Off court, the Aussie has shared her views on the importance of morning coffee.
“I travel with a French press and an AeroPress, just to have two options,” she said. “Usually every tournament we go to, one of us has a café that we have been to before, so I have got a little section of all my local cafés from the tournaments, so we try and get out to those if we can.
“This year, some places we haven’t been able to; some places we have. It’s been nice to get some sort of a mixture, but I’m pretty simple.
“I’m just a black coffee cup in the morning, and then I’m set.”

Angelique Kerber was leading by a set when Petra Kvitova retired with a stomach issue
Barty is level 3-3 in her series with Kerber, beating the 3-time Grand Slam winner in their most recent match, a Wimbledon semi-final, last month.
“Angie, she’s never been far off her best,” said Barty. “She never is. Even on some days where she’s not having or playing her best tennis, she finds a way to scrap and fight and stay in matches and give herself an opportunity.
“She’s one of the best competitors in the world. She knows how to play big tournaments, knows how to play big matches.
“She’s really locked down into the Angie of old, I think, in a sense where she’s confident, she’s aggressive, but she’s able to run and to move and put the ball in tricky spots, to not let you dictate too much.
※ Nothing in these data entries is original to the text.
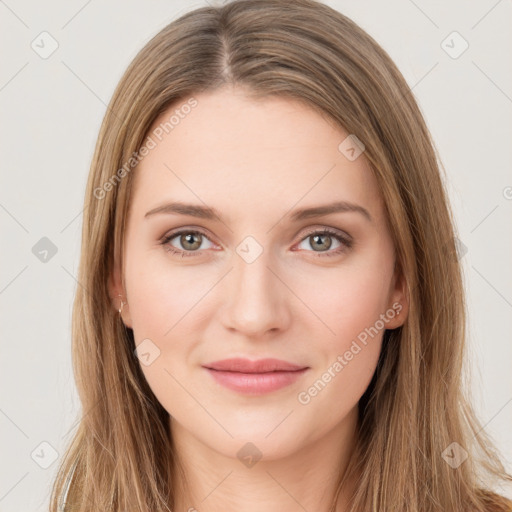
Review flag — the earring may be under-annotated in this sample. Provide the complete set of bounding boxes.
[117,294,127,315]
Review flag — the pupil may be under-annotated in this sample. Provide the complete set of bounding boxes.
[183,233,200,250]
[312,234,331,251]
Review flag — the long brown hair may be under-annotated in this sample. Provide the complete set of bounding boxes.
[49,0,512,510]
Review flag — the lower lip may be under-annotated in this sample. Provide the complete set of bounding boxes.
[204,368,308,394]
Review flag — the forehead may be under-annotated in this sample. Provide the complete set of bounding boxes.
[131,87,383,223]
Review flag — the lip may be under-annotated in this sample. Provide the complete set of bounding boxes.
[204,357,307,373]
[202,358,309,394]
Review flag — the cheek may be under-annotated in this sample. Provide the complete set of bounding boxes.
[292,260,392,399]
[125,249,211,337]
[124,252,205,415]
[294,270,388,412]
[297,262,392,346]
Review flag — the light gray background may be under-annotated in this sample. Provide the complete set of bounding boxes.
[1,0,511,510]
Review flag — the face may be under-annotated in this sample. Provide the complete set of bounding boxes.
[110,86,408,461]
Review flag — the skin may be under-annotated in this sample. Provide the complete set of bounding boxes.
[110,85,409,512]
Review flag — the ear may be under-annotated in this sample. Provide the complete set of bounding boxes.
[384,265,409,330]
[108,256,133,329]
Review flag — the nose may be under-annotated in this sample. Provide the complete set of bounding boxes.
[220,247,292,338]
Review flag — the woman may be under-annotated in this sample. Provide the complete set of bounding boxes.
[50,0,512,510]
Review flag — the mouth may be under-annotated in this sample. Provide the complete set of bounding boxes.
[202,358,309,394]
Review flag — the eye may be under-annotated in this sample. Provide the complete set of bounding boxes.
[161,229,215,257]
[160,227,353,259]
[295,228,352,257]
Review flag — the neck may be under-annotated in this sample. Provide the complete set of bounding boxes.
[169,407,360,512]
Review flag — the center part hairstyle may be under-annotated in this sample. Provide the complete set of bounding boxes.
[50,1,512,511]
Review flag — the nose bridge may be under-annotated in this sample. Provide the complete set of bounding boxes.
[221,240,289,335]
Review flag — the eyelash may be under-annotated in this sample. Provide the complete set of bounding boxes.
[160,227,352,259]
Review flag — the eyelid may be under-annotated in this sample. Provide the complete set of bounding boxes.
[161,224,351,242]
[293,226,353,256]
[298,225,352,242]
[161,225,352,256]
[161,227,219,249]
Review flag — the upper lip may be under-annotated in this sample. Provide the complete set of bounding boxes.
[203,358,308,373]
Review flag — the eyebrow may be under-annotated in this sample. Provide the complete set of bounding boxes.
[144,200,372,223]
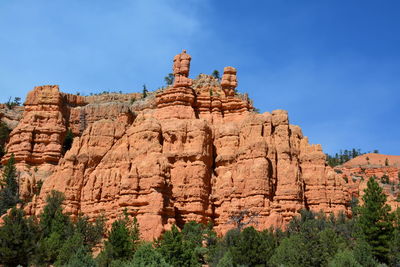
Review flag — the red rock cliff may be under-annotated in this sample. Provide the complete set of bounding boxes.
[5,51,351,239]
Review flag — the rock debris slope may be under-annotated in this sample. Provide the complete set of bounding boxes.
[4,51,350,239]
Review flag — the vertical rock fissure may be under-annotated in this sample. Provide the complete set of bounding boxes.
[303,180,309,210]
[267,158,276,201]
[193,89,200,119]
[79,108,87,134]
[273,149,279,202]
[30,130,36,158]
[209,142,218,225]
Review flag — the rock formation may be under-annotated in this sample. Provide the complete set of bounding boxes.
[335,153,400,210]
[0,104,24,130]
[4,50,351,240]
[2,85,84,165]
[173,49,193,88]
[221,66,238,97]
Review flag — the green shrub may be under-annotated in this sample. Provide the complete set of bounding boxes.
[0,122,10,162]
[97,212,140,266]
[62,129,74,154]
[328,250,362,267]
[65,246,96,267]
[229,227,276,266]
[157,224,201,267]
[381,174,390,184]
[0,208,39,266]
[269,234,308,267]
[0,154,19,215]
[122,242,171,267]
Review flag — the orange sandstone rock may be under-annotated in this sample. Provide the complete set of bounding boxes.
[3,85,69,165]
[10,51,351,239]
[335,153,400,211]
[173,49,193,88]
[221,66,238,97]
[0,104,24,129]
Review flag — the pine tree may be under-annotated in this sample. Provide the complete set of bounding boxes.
[0,122,10,162]
[388,208,400,266]
[74,213,105,248]
[357,177,393,263]
[156,221,216,267]
[164,73,174,86]
[55,232,87,266]
[229,227,277,266]
[55,231,97,267]
[0,207,39,266]
[328,250,362,267]
[33,190,73,265]
[157,225,198,267]
[142,84,148,98]
[212,70,220,80]
[353,239,378,267]
[129,242,171,267]
[97,212,140,265]
[0,154,19,215]
[64,246,96,267]
[39,190,71,238]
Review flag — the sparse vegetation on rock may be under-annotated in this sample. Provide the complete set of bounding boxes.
[164,73,174,85]
[62,129,74,154]
[211,70,220,80]
[5,97,21,109]
[142,84,148,98]
[326,148,364,167]
[0,122,10,163]
[0,154,19,215]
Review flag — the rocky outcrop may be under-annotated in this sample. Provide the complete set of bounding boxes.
[68,102,134,135]
[8,50,351,239]
[84,93,141,105]
[221,66,238,97]
[337,153,400,181]
[2,86,139,201]
[3,85,75,165]
[0,104,24,130]
[335,153,400,210]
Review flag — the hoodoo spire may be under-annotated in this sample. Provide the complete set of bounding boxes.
[173,49,192,88]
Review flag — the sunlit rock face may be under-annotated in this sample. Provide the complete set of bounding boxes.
[335,153,400,212]
[6,51,350,240]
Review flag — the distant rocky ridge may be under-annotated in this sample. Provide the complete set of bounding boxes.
[1,50,350,240]
[335,153,400,210]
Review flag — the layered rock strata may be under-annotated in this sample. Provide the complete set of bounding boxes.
[2,86,139,201]
[5,51,350,239]
[335,153,400,210]
[2,85,84,165]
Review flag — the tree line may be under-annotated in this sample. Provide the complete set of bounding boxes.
[1,156,400,266]
[326,148,380,167]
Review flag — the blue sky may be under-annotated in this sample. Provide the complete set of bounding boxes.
[0,0,399,155]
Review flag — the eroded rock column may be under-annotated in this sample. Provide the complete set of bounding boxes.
[155,50,196,120]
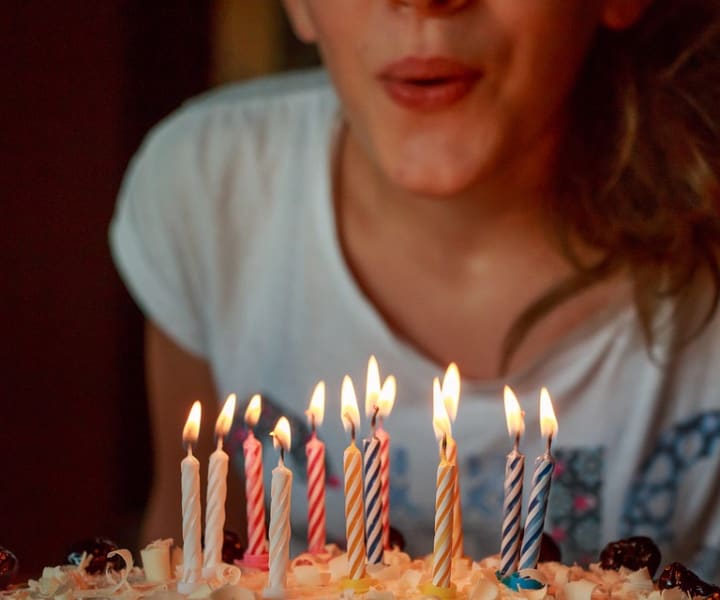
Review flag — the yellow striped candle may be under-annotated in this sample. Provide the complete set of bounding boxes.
[439,365,464,559]
[420,382,456,597]
[340,376,369,589]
“That’s a challenge of when you play against Angie – you have to ride a fine line of not pressing too much, but not being too defensive where she can move you around the court. ”
Kerber, a former Wimbledon champion, led 6-4, 4-3 against 11th-seeded Petra Kvitova when the Czech retired with a stomach issue.
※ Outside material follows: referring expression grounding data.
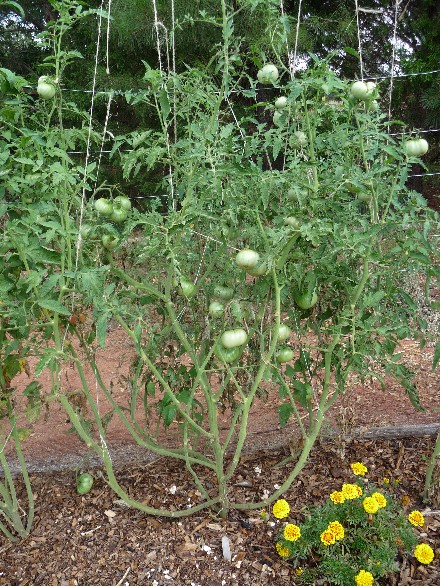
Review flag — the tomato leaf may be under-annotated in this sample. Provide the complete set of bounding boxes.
[37,299,71,316]
[433,341,440,372]
[277,403,292,427]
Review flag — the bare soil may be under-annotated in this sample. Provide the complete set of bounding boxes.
[0,328,439,585]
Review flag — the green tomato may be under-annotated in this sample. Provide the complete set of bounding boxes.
[113,195,132,211]
[247,261,267,277]
[276,347,294,363]
[209,301,225,318]
[284,216,300,229]
[357,192,372,202]
[273,111,284,127]
[235,249,260,271]
[101,234,119,250]
[293,131,307,147]
[76,472,93,495]
[404,139,429,157]
[110,205,128,223]
[276,323,291,342]
[257,63,279,84]
[79,224,93,239]
[94,198,114,217]
[294,290,318,310]
[179,278,196,298]
[37,79,56,100]
[213,285,235,301]
[214,344,240,364]
[350,81,369,100]
[221,328,247,349]
[274,96,288,110]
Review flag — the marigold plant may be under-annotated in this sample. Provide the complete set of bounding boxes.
[272,466,433,585]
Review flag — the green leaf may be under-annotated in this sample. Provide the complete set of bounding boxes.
[433,341,440,372]
[277,403,292,427]
[0,1,25,18]
[96,313,108,348]
[37,299,71,316]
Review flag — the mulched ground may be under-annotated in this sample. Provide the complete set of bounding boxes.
[1,436,439,586]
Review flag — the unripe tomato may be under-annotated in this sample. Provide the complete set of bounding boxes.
[101,234,119,250]
[294,290,318,310]
[214,344,240,363]
[209,301,225,318]
[273,111,284,127]
[247,261,267,277]
[284,216,300,229]
[257,63,279,84]
[221,328,247,349]
[275,96,288,110]
[213,285,235,301]
[37,81,56,100]
[113,195,132,211]
[293,131,307,147]
[276,347,294,363]
[350,81,369,99]
[110,206,128,223]
[235,249,260,271]
[276,323,291,342]
[76,472,93,495]
[94,198,114,217]
[404,139,429,157]
[179,278,196,298]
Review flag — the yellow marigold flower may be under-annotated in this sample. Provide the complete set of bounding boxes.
[355,569,374,586]
[383,477,390,485]
[276,542,290,558]
[284,523,301,542]
[408,510,425,527]
[328,521,345,540]
[413,543,434,565]
[330,490,345,504]
[342,483,361,500]
[372,492,387,509]
[351,462,368,476]
[273,499,290,519]
[296,567,303,576]
[363,496,380,514]
[320,528,336,546]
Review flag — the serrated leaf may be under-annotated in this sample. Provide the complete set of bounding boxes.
[277,403,292,427]
[37,299,71,316]
[96,313,108,348]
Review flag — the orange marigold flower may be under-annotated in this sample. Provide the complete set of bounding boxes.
[276,542,290,558]
[320,529,336,546]
[328,521,345,540]
[372,492,387,509]
[408,510,425,527]
[272,499,290,519]
[413,543,434,565]
[283,523,301,542]
[363,496,379,514]
[330,490,345,504]
[351,462,368,476]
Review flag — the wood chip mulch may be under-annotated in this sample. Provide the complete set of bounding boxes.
[0,437,439,586]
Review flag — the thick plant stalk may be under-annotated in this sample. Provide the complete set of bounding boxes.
[423,429,440,502]
[0,421,34,541]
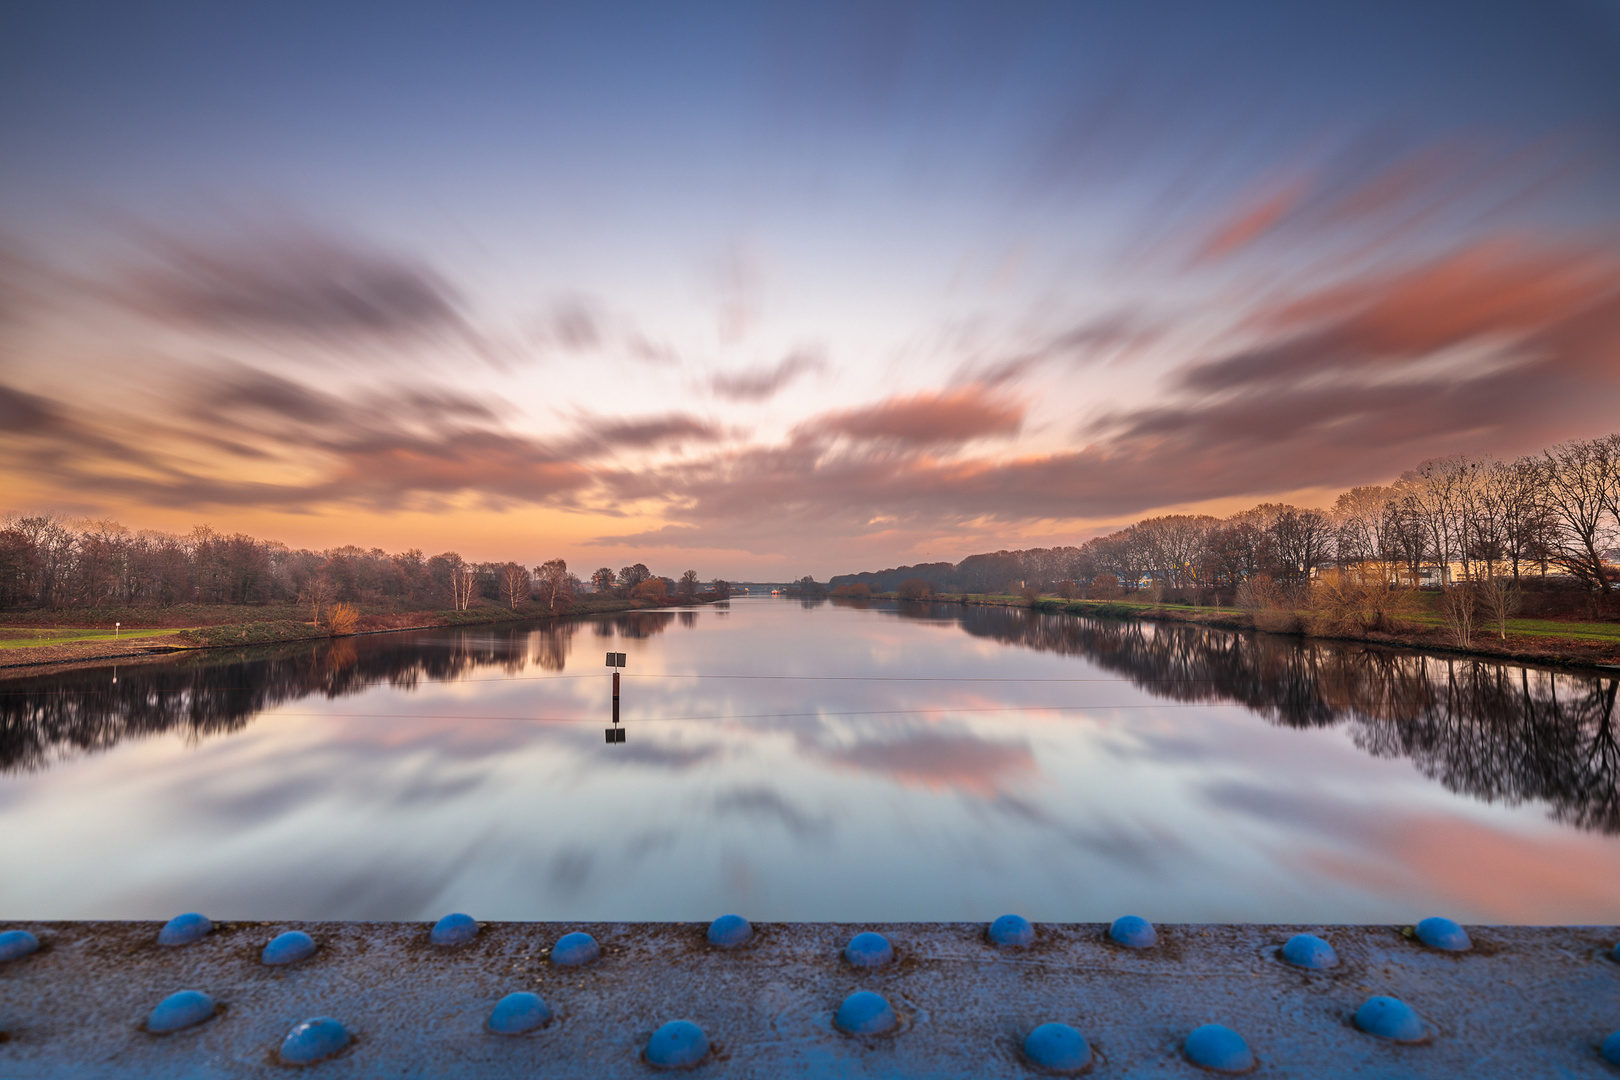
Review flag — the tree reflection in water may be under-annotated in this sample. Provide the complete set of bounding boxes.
[943,605,1620,834]
[0,612,671,773]
[3,603,1616,835]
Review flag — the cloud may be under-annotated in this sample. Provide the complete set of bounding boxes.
[1228,239,1617,374]
[0,383,66,433]
[0,366,593,513]
[108,224,469,346]
[804,387,1024,445]
[953,310,1169,390]
[1195,182,1307,262]
[710,348,826,402]
[550,299,602,351]
[574,413,725,452]
[588,234,1620,556]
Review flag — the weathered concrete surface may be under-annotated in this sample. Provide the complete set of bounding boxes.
[2,921,1618,1077]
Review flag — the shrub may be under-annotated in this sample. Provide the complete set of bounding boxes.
[632,578,668,601]
[897,578,932,600]
[324,602,360,635]
[831,583,872,599]
[1088,573,1122,600]
[1307,565,1412,635]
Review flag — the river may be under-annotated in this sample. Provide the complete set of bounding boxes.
[1,597,1616,924]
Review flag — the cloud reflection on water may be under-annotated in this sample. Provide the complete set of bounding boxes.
[1,600,1617,922]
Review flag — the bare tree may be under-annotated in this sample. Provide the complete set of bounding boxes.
[1439,582,1476,646]
[1382,493,1430,587]
[678,569,699,597]
[591,567,616,593]
[534,558,573,613]
[1542,438,1618,592]
[1492,457,1549,579]
[1134,514,1217,590]
[499,562,531,609]
[1404,456,1482,585]
[1267,507,1334,589]
[619,563,651,589]
[297,575,336,624]
[1476,575,1522,640]
[451,563,478,610]
[1332,486,1393,568]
The German left-hander has now won 14 of her last 15 matches, with her lone loss coming to Barty.
Kerber and Kvitova have a 14-year rivalry and their 16th encounter began with a serve-dominated first set that featured few rallies and was edged by Kerber, after the Czech coughed up 2 double-faults and 2 forehand errors at 4-4 for the sole break.
The Czech left-hander, who had revealed that she was ‘fighting with a health issue’ following her third-round win over Ons Jabeur, began to visibly struggle as the second set got underway.
Kvitova took a 3-0 lead in the second set by way of all-out first-strike shotmaking, and needed an emergency bathroom break after the second game, but Kerber adjusted to playing an ailing opponent and clawed her way back to 3-3 before the Czech called it quits, retiring due to gastrointestinal illness.
“I stayed out there as long as I could,” Kvitova later tweeted. “I have been struggling with a stomach issue for several days and unfortunately couldn’t finish the match today.
“Good luck Angie – sorry to end it that way – and can’t wait for the next battle with you.”
Kerber, who defeated Kvitova in a 3rd-set tiebreak in June’s Bad Homburg semi-finals, levels their overall head-to-head at 8 wins apiece with the result as the World No 22 moves into her 3rd straight semi-final, and 3rd in Cincy following final runs in 2012 and 2016.

Petra Kvitova hit out to take a 3-0 lead in the second but faded and then retired against Angelique Kerber on Friday
Pliskova also won by retirement as Spain’s Paula Badosa had to stop play down 7-5, 2-0 due to a right shoulder injury.
The 5th-seeded Czech becomes the favourite against surprise wild-card Teichmann, who kept her run going by topping fellow Swiss and 10th seed Belinda Bencic, 6-3 6-2.
“We hugged before the match, we hugged after the match,” Teichmann said. “We know that once we step on court it’s business, it’s just another player I have to deal with, and she had the same mindset.
“At the beginning it’s obviously a bit special, but once we’re in it, we just look at the game, not looking at the opponent, or at least I do that way.”